Ja, wij vinden dit heerlijk – wij die uit de stad komen (drukte, stank, plastic troep op de grond, graffiti, verloedering…). Wij ademen hier. Wij beseffen niet wat de winters voor mensen als Victor en Fernande betekenen. Verveling, gevoel van verlatenheid… .
Ze hebben iets tegen mijn ceder
Over die ceder van mij. Ik vond dat sommige takken elkaar in de weg zaten. Ik begon erover met Victor. Het was de eerste zomer dat ik boven verbleef. Hij bleek bereid om met zijn elektrische zaag die paar takken weg te halen, om ze dan vervolgens in stukken te zagen, voor de open haard (niet dat het boven aan hout ontbrak!). Toen hij klaar was zei hij plotseling: “Zullen we de hele boom maar niet omkappen?” Ik dacht toen nog dat hij een grap maakte. Ja, toen nog wel, maar al gauw niet meer.

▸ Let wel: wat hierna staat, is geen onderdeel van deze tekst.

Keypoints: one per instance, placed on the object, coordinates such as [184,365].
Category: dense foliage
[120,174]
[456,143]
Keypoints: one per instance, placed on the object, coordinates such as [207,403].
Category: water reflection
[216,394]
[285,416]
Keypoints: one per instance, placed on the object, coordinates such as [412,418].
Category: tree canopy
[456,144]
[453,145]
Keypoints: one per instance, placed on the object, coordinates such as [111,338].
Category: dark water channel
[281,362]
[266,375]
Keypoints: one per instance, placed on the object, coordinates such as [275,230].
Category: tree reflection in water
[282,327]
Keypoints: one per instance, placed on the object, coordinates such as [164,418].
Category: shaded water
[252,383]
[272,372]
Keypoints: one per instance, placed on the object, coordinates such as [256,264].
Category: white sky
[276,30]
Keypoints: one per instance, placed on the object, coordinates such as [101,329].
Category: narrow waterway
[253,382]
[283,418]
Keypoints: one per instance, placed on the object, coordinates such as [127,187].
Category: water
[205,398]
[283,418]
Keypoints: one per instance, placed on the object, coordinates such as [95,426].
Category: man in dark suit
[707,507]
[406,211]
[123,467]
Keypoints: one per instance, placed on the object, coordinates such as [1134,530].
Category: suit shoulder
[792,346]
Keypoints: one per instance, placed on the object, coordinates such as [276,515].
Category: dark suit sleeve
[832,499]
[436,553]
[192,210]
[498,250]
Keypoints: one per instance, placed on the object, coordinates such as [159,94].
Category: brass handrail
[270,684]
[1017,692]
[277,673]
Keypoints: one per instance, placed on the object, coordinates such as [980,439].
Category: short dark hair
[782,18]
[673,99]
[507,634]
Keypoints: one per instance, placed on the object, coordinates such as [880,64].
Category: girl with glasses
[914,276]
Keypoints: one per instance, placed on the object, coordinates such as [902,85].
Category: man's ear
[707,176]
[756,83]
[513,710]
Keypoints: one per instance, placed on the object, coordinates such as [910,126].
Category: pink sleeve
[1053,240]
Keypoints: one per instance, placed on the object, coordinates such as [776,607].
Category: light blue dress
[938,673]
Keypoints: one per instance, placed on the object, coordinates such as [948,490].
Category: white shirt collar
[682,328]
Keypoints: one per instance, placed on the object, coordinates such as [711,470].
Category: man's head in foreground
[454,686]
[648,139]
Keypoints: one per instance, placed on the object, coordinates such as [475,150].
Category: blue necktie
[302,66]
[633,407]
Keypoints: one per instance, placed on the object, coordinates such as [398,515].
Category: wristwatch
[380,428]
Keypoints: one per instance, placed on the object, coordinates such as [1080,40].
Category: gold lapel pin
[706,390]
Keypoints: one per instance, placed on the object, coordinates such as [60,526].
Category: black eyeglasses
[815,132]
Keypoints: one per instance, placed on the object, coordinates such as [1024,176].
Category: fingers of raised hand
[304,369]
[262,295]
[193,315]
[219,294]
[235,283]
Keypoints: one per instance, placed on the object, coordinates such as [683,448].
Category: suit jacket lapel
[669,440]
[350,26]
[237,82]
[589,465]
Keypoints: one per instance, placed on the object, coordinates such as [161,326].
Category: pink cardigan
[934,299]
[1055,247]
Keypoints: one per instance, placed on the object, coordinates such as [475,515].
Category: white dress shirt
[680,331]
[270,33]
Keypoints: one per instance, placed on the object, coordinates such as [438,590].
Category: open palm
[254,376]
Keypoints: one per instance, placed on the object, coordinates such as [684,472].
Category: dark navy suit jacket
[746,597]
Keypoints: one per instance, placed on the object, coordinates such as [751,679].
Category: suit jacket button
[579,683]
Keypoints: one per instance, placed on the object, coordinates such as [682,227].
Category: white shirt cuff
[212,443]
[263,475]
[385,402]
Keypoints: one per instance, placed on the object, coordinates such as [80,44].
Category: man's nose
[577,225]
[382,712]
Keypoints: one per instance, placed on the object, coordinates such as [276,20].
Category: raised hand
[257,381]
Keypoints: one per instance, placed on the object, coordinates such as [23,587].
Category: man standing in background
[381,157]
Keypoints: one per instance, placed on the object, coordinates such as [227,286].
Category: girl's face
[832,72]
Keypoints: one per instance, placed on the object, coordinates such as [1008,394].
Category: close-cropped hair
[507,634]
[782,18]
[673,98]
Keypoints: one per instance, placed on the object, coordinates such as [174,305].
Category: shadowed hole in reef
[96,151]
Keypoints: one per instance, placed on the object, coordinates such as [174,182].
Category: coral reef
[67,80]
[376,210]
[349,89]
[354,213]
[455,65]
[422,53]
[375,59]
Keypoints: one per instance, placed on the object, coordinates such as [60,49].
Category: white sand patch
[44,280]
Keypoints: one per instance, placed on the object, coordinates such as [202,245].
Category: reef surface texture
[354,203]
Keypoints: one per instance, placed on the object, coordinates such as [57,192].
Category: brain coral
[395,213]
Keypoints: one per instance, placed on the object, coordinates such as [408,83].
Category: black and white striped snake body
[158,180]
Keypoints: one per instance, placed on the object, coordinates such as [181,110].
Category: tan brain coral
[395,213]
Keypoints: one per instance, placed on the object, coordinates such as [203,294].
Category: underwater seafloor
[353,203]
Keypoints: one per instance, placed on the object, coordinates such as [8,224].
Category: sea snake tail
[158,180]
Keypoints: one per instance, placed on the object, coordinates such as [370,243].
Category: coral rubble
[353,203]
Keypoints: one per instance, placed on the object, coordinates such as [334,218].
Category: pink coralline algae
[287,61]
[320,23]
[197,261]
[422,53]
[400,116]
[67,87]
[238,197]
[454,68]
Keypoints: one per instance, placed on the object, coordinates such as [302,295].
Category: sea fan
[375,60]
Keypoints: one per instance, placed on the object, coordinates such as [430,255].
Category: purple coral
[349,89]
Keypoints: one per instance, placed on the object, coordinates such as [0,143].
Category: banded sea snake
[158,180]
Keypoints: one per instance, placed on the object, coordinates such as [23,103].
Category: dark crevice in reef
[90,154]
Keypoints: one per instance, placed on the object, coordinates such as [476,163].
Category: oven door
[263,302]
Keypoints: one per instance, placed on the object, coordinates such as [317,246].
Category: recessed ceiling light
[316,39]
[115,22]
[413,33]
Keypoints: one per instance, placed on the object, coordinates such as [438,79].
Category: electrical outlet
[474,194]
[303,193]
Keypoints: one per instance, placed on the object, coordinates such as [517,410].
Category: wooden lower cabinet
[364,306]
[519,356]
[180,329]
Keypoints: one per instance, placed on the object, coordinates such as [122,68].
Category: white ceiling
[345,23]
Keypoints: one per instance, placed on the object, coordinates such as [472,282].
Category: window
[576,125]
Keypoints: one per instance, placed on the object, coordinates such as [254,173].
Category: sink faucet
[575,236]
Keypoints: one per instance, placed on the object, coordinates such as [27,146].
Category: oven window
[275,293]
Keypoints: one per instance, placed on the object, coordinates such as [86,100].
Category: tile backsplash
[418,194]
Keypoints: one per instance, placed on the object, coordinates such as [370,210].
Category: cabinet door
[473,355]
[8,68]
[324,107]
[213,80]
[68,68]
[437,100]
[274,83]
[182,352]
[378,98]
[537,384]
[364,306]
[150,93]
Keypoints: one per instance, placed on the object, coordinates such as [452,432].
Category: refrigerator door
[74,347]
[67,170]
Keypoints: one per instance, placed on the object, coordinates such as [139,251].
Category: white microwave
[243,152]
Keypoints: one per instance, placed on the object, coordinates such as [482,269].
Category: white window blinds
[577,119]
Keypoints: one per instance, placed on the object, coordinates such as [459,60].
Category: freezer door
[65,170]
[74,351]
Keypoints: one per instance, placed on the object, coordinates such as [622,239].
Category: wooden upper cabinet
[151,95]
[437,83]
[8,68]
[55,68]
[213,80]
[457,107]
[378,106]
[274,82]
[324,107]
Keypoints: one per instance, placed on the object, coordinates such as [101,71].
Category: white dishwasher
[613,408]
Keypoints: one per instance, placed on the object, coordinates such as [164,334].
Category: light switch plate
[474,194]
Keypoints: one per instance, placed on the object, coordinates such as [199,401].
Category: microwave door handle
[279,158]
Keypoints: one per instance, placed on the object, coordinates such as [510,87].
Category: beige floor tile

Want het waren geen grapjes, wanneer hij over mijn ceder begon. Hij, of Fernande, of ook sommige andere oude mensen in het dorp. “Pas op, het kan hier lelijk stormen. Die ceder zou best eens om kunnen vallen – op uw huis.” “Kijk, ziet u het puntje van de ceder – hoe die scheef staat? Dat is sinds die wervelstorm van vorige maand.” En ze kwamen er maar op terug. Wat hadden ze toch tegen mijn ceder? Ik bevond me boven, in mijn huis, die nacht vlak na kerstmis 1999 dat over Frankrijk de orkaan raasde. Het grote bos boven loeide, mijn ceder zuchtte, piepte - kraakte een beetje. De volgende morgen stond hij nog recht overeind. “Kijk, die grote spar bij de Castagnets – als een lucifer in twee stukken gebroken. Net niet dat die op hun schuur is gevallen. Als ik u was, die ceder van u…” “Ja maar, die ceder van mij, die heeft nu juist de storm doorstaan.”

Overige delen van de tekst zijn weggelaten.